15. The computer storage medium of claim 14, wherein the computer-executable instructions, when executed by the processor, cause the processor to perform operations further comprising:
determining, by the walker, if criteria specified for the walker are met; and
in response to determining that the criteria specified for the walker are not met, determining edge weights for edges that connect to the further node and again traversing the network via a highest weighted edge of the edges.
16. The computer storage medium of claim 14, wherein the computer-executable instructions, when executed by the processor, cause the processor to perform operations further comprising:
receiving, from a requestor, model input that represents a hypothetical network scenario;
feeding, to the network foundation model, the model input to obtain model output;
providing the model output to the requestor; and
receiving, from the requestor and based on the model output, a command that specifies an action to take on the network based on the model output.
17. The computer storage medium of claim 16, wherein the computer-executable instructions, when executed by the processor, cause the processor to perform operations further comprising:
generating, based on the command, a network command comprising instructions that, when executed by a network controller, cause the network controller to modify the network; and
providing, to the network controller, the network command.

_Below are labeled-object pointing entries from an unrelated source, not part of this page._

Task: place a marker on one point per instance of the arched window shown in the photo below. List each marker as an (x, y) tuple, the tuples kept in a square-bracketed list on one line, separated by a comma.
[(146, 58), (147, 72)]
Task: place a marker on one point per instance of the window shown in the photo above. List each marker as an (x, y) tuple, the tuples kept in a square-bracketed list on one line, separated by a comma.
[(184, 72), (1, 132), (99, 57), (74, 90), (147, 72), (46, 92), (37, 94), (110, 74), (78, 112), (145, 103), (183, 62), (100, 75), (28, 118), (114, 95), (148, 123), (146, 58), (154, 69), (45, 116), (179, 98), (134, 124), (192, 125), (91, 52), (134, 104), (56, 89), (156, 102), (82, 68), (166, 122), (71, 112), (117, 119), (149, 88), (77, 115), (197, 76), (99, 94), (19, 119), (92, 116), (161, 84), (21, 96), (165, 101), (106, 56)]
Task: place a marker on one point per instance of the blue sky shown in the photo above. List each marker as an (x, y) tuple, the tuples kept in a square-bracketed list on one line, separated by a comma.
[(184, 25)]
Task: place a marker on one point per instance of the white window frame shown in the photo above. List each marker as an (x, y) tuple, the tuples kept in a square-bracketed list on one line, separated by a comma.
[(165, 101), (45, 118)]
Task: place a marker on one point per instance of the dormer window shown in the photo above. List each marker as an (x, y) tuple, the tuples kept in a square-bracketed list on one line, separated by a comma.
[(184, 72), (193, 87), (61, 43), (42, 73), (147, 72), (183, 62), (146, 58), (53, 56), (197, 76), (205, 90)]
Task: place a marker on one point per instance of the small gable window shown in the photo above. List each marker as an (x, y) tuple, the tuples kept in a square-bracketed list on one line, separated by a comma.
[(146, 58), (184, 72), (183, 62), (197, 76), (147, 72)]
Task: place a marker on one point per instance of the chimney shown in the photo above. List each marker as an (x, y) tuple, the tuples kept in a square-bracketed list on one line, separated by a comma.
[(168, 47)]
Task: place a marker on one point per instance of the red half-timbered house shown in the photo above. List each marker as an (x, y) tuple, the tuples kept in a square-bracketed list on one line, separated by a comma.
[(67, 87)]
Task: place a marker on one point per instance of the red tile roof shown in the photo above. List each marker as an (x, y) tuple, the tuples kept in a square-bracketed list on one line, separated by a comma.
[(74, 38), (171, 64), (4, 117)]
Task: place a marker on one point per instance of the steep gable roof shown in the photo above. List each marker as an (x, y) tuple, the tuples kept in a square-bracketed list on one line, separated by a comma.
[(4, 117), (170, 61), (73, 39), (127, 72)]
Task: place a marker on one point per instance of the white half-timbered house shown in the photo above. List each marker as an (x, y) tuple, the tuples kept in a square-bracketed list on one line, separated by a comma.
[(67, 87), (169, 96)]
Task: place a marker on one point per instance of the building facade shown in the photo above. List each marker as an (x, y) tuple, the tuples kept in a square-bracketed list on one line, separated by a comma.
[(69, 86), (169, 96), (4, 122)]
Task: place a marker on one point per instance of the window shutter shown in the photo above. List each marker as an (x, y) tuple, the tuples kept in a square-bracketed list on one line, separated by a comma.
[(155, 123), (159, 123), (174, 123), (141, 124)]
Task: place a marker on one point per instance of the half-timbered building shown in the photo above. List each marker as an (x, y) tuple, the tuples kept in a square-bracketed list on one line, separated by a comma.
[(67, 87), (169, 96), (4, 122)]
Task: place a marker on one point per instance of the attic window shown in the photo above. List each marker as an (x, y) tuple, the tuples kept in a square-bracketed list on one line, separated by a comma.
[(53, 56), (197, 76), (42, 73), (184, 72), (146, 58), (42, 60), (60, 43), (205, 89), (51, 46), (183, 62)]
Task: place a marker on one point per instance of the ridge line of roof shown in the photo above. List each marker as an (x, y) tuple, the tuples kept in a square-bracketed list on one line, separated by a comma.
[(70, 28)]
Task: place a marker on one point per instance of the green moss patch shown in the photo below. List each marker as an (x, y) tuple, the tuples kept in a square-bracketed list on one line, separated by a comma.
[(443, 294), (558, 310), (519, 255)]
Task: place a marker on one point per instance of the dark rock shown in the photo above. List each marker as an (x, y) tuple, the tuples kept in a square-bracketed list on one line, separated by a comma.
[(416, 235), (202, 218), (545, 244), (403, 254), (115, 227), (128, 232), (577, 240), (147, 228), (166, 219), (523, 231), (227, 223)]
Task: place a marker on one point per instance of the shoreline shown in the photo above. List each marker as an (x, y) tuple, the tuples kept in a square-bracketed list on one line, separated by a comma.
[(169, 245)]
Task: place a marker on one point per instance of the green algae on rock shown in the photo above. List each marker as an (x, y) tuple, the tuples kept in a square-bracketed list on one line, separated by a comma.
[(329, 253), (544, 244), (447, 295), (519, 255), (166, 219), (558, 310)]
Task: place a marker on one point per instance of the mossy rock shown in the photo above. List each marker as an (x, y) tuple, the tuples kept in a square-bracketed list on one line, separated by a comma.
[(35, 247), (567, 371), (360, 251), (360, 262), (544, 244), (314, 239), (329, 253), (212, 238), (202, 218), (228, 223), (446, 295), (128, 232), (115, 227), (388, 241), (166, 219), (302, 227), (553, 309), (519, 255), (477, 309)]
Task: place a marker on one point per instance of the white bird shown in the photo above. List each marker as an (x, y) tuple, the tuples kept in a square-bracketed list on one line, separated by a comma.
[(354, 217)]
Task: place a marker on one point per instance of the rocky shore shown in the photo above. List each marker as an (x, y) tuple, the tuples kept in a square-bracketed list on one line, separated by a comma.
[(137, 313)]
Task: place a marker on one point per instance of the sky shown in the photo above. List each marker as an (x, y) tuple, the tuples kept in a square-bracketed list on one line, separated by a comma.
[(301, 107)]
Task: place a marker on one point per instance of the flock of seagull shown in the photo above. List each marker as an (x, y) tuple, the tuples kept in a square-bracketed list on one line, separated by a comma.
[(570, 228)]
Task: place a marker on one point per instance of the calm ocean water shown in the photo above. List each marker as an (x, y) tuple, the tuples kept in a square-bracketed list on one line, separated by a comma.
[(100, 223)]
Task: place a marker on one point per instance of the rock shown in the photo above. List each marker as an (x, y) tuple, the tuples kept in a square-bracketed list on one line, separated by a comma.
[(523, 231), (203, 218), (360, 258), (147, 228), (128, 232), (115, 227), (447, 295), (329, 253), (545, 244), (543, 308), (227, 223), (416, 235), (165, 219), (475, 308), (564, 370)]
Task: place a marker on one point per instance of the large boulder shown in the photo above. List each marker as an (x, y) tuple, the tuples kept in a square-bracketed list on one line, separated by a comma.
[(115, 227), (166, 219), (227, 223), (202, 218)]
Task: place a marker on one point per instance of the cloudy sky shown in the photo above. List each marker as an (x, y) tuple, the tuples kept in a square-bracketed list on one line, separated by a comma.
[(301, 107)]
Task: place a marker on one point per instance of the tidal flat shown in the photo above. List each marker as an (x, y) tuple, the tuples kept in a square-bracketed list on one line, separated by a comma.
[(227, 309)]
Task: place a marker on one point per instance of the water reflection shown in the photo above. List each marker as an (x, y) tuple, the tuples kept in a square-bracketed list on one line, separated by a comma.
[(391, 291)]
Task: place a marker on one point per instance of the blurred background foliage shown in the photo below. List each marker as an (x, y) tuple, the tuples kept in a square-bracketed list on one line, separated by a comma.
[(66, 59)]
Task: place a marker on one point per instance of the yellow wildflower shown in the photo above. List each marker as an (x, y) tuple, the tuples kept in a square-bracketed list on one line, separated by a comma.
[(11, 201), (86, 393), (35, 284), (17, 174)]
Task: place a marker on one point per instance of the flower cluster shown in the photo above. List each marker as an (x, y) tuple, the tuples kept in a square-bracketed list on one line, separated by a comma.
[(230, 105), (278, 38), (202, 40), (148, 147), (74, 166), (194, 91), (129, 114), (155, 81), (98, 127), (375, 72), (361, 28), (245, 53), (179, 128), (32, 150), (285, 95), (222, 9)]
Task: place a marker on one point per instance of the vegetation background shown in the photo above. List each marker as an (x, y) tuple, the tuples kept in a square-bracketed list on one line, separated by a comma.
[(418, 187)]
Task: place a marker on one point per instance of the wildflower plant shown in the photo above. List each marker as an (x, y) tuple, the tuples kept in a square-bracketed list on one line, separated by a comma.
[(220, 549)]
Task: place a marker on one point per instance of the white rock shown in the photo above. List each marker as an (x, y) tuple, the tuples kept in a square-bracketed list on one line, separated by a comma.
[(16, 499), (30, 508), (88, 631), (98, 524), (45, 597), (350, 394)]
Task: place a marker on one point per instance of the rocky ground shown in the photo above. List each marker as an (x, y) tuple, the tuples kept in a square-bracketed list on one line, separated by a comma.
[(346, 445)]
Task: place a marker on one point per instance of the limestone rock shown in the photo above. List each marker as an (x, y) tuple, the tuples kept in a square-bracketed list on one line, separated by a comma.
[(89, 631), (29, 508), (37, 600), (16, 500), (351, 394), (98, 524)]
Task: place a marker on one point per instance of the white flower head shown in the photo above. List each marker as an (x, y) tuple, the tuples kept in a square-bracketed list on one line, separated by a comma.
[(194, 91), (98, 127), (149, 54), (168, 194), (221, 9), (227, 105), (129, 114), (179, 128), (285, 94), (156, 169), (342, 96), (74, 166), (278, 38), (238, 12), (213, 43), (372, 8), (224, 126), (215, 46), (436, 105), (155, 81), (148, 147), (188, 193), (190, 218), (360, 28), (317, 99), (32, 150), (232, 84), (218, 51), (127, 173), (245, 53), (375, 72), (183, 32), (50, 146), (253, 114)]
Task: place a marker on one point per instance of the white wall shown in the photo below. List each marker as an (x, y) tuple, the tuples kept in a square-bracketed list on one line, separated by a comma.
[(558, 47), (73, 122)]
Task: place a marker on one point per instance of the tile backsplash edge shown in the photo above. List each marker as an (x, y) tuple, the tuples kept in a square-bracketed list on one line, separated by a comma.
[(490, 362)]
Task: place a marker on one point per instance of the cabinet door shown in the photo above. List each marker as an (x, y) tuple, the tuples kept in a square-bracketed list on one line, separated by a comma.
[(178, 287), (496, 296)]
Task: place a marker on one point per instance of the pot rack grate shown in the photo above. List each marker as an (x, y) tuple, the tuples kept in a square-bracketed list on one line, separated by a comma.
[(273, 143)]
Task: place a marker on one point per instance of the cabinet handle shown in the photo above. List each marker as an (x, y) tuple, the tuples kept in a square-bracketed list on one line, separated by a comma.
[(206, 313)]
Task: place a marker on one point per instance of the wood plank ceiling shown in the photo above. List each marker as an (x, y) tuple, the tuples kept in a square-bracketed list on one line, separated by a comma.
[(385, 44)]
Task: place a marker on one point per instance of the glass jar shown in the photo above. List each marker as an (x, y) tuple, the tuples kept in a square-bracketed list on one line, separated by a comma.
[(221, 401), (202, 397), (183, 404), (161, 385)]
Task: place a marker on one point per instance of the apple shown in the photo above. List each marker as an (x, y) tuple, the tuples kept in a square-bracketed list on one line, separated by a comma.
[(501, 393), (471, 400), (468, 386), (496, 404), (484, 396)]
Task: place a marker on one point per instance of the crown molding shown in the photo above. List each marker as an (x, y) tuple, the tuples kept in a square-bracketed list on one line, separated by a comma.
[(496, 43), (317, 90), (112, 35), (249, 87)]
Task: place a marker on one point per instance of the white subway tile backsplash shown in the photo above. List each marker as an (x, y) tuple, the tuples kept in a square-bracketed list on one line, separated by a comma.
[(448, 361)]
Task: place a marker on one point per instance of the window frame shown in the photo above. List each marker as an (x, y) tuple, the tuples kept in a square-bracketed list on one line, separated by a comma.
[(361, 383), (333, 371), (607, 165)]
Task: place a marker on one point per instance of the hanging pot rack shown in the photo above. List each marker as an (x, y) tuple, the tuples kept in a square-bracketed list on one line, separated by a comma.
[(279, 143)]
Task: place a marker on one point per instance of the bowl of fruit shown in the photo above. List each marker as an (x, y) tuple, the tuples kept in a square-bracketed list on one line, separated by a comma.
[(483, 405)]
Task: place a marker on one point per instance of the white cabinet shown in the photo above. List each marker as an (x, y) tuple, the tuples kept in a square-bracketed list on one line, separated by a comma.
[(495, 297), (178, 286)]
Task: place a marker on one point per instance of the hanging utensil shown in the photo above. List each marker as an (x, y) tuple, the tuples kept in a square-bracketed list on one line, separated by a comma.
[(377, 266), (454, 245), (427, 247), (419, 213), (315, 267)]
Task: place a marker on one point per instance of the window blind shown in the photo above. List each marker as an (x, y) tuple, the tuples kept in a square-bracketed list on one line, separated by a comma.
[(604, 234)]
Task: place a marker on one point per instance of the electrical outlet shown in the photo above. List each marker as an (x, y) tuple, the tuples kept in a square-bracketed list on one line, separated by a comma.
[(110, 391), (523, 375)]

18. The computer storage medium of claim 14, wherein the computer-executable instructions, when executed by the processor, cause the processor to perform operations further comprising:
detecting a request to create the network foundation model;
obtaining network data that describes nodes of the network, communication links between the nodes, and events at the nodes and communication links; and
creating the network topology and network-flow model based on the network data, wherein the network foundation model is generated based on the network topology and the network-flow model.
19. The computer storage medium of claim 18, wherein the network topology comprises the directed graph, and wherein the network-flow model describes traffic among the nodes of the network.
20. The computer storage medium of claim 18, wherein the network data is obtained from a network monitor that outputs a stream of events occurring on the network, and wherein the network data comprises netflow data.